The primary mechanism of playing rock, paper, scissors is proper recognition of the game's associated gestures. To accomplish this, I utilized the MediaPipe machine learning library and its built-in hand recognition API. The MediaPipe library is able to take inputted video frames, identify a human hand, and attach landmark coordinates to pre-defined parts of the hand. I then used relationships between these landmarks to define gestures that would eventually become rock, paper, and scissors.

For example, the "scissors" gesture was defined as the pinky and ring fingertips being within a certain small distance threshold of their respective knuckle landmarks, the index and middle fingertips being within a certain larger distance threshold of their respective knuckle landmarks, and the index and middle fingers forming an acute angle. Of course, these various thresholds required some tuning to result in consistent results with different hands and distances from the camera.
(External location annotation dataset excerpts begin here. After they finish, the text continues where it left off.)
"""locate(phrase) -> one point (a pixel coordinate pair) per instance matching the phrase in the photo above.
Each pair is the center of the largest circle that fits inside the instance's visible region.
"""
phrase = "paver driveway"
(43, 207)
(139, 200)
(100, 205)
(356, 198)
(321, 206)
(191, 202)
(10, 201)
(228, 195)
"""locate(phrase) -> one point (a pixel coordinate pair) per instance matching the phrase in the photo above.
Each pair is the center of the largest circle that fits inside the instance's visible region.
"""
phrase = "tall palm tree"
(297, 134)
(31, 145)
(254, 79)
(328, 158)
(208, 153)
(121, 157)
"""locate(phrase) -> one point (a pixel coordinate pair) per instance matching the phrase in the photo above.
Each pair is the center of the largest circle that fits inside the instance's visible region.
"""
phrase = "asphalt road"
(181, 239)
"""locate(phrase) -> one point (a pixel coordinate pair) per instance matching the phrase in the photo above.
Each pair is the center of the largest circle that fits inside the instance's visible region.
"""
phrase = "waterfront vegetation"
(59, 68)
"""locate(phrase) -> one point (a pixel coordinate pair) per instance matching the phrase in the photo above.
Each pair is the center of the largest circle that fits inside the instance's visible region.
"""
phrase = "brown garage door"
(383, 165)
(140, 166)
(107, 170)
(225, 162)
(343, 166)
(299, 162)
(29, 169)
After the gestures were defined, starting criteria for the game were needed. In a typical game of rock, paper, scissors, the game is usually started by the players moving their fists up and down in a countdown to "shoot!" In a first iteration, this countdown was done by simply iterating a counter everytime the landmark at the base of the palm crossed a specified row in frame. This approach is not very robust or intuitive to use, so a better method was needed.

To improve the countdown, the velocity of the hand was calculated to keep track of the direction and magnitude that it's moving in frame. When the user's hand velocity displays a pattern of positive and negative velocities in the y-axis that corresponds to a typical countdown pattern, the counter is then incremented in a similar fashion to the previous iteration.

Once the counter is incremented enough and the game is started, the perception node then publishes the next detected gesture from the user. It is this published gesture that lets the robot know that the game has started and that it should pick a gesture.

Motion Control

Once the motion control node receives a human gesture from the perception node, it knows that the game has officially started and it must picked a gesture. The robot hand gestures for rock, paper, and scissors are defined as joint state vectors and published to the Allegro hand through the use of the BHand library. This library takes in a list of joint states for each motor on the hand and runs a control system to maintain them.

At the moment, the gestures that the hand chooses to play are randomly chosen. This results in a rock, paper, scissors experience that is very similar to how two humans would play. In future iterations, prediction techniques could be implemented to guess the human's gesture choice immediately before it chooses its own pose in an attempt to "cheat" and always pick the winning gesture.